Tal interpretação não acede e não faz aceder à Palavra de Deus com palavras humanas e, por conseguinte, perde o tesouro inestimável que a Sagrada Escritura contém para nós.
Este gênero de abordagem ocupa-se de palavras meramente humanas, embora possam ser, de modo diferenciado segundo os diversos escritos, palavras de uma profundidade e beleza extraordinárias.
No debate sobre a inspiração, trata-se da natureza íntima e do significado decisivo e distintivo da Sagrada Escritura, ou seja, precisamente da sua qualidade como Palavra de Deus.
Aprofundar na dinâmica da inspiração conduz a melhor compreender a verdade
Além disso, nessa mesma Exortação apostólica eu recordava que
os Padres sinodais puseram em evidência como ao tema da inspiração está ligado também o tema da verdade das Escrituras.
Por isso, um aprofundamento da dinâmica da inspiração levará, sem dúvida, também a uma maior compreensão da verdade contida nos livros sagrados.[4]
Em conformidade com a Constituição conciliar Dei Verbum, Deus dirige-nos a sua palavra para “Se revelar a Si mesmo e dar a conhecer o mistério da sua vontade (cf. Ef 1, 9)”.[5]
Mediante a sua Palavra, Deus quer comunicar-nos toda a verdade sobre Si mesmo e sobre o seu desígnio de salvação para a humanidade.
Por conseguinte, o compromisso de descobrir cada vez mais a verdade dos Livros sagrados equivale a procurar conhecer sempre melhor Deus e o mistério da sua vontade salvífica.
A reflexão teológica sempre considerou inspiração e verdade como dois conceitos-chave para uma hermenêutica eclesial das Sagradas Escrituras.
No entanto, deve-se reconhecer a necessidade hodierna de um aprofundamento adequado destas realidades, para se responder melhor às exigências relativas à interpretação dos textos sagrados, segundo a sua natureza.[6]
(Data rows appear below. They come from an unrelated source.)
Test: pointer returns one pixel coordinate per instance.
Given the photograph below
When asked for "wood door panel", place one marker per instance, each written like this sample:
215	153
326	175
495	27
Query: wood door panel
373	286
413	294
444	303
Ao abordar o tema Inspiração e Verdade da Bíblia, a Pontifícia Comissão Bíblica é chamada a oferecer a sua contribuição específica e qualificada para este aprofundamento necessário.
Com efeito, para a vida e a missão da Igreja é essencial e fundamental que os textos sagrados sejam interpretados segundo a sua natureza: a Inspiração e a Verdade são características constitutivas desta mesma natureza.
Por isso, o vosso compromisso terá uma verdadeira utilidade para a vida e a missão da Igreja.
Só é possível compreender a Sagrada Escritura como um todo
Enfim, só gostaria de mencionar que numa boa hermenêutica não é possível aplicar de modo mecânico o critério da inspiração ou da verdade absoluta, extrapolando uma simples frase ou expressão.
O plano em que é possível compreender a Sagrada Escritura como Palavra de Deus é o da unidade da história de Deus, numa totalidade em que os elementos individuais se iluminam reciprocamente e se abrem à compreensão.
Enquanto formulo a cada um de vós os votos de uma fecunda continuação dos vossos trabalhos, enfim, gostaria de manifestar o meu profundo apreço pela atividade desempenhada pela Pontifícia Comissão Bíblica para promover o conhecimento, o estudo e o acolhimento da Palavra de Deus no mundo.
Com estes sentimentos, confio cada um de vós à salvaguarda materna da Virgem Maria que, juntamente com toda a Igreja, invocamos como Sedes Sapientiæ, e é de coração que lhe concedo, Venerado Irmão, bem como a todos os membros da Pontifícia Comissão Bíblica, uma especial Bênção Apostólica.